Granted, I tend to err on the conservative side which means that I will miss quite a part of the late party (like right now). What the data tells me (and some smart people like the ones mentioned above confirmed this) however is that you can make significant gains if you don’t take all of the hefty losses that occur from time to time. Think about it: if you loose 25% (not a full blown bear market) you have to gain 33% to make up for the loss. Loose 40% (more or less an average bear market) you have to gain 67%. Loose 50% and we talk about 100% to go (50% would be a nasty bear market but one cannot tule that out). I tend to think that people underestimate the nitty gritty details of percentage calculation.

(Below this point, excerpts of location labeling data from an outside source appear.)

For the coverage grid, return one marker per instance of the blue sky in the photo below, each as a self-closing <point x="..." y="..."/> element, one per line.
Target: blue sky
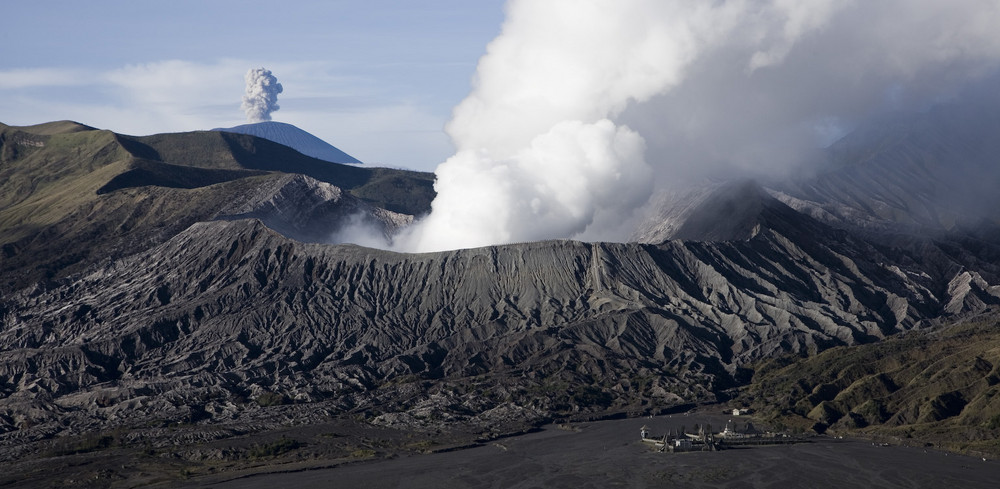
<point x="376" y="78"/>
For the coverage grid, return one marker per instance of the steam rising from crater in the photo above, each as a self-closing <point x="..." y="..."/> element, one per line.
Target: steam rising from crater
<point x="580" y="107"/>
<point x="261" y="95"/>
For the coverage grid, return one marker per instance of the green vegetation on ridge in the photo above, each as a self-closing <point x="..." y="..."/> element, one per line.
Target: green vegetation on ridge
<point x="939" y="387"/>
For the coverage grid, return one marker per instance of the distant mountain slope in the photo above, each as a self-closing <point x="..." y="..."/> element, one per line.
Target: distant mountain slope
<point x="229" y="310"/>
<point x="940" y="388"/>
<point x="937" y="170"/>
<point x="71" y="196"/>
<point x="295" y="138"/>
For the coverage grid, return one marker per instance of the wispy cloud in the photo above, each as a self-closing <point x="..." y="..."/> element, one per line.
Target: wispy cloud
<point x="355" y="112"/>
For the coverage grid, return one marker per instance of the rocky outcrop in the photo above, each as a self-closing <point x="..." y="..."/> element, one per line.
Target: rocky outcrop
<point x="231" y="311"/>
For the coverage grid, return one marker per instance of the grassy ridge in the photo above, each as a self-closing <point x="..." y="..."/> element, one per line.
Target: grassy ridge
<point x="940" y="388"/>
<point x="72" y="195"/>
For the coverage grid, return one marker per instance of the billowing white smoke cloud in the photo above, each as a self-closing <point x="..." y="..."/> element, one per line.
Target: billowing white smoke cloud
<point x="580" y="105"/>
<point x="261" y="95"/>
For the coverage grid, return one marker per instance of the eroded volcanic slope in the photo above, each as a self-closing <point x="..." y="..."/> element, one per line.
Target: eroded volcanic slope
<point x="180" y="280"/>
<point x="71" y="195"/>
<point x="229" y="310"/>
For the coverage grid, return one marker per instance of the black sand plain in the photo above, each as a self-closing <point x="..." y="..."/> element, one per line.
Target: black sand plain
<point x="609" y="454"/>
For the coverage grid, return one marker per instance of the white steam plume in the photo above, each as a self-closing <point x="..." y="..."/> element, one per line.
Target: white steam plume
<point x="261" y="95"/>
<point x="580" y="105"/>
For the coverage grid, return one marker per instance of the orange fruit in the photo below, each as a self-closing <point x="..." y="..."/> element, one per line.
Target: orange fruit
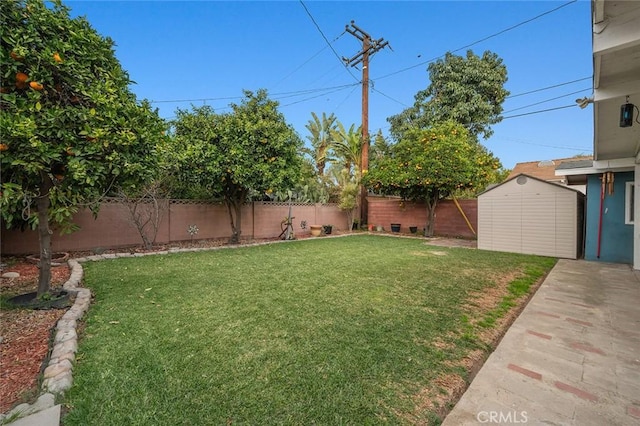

Feel free to have a look at FRED, the St. Louis Fed portal for economic data. Corporate profits are currently around 12% of GDP. 6% or so are the historical average. Since an economy is a closed system (profits circulate but don’t go in or out) someone has to pay the bill. My bet is that the workers take at least part of it. Which means less money for consumption going forward (which contributes a huge part to GDP).
My advice: forget the tax man… This could be a loosers game :-).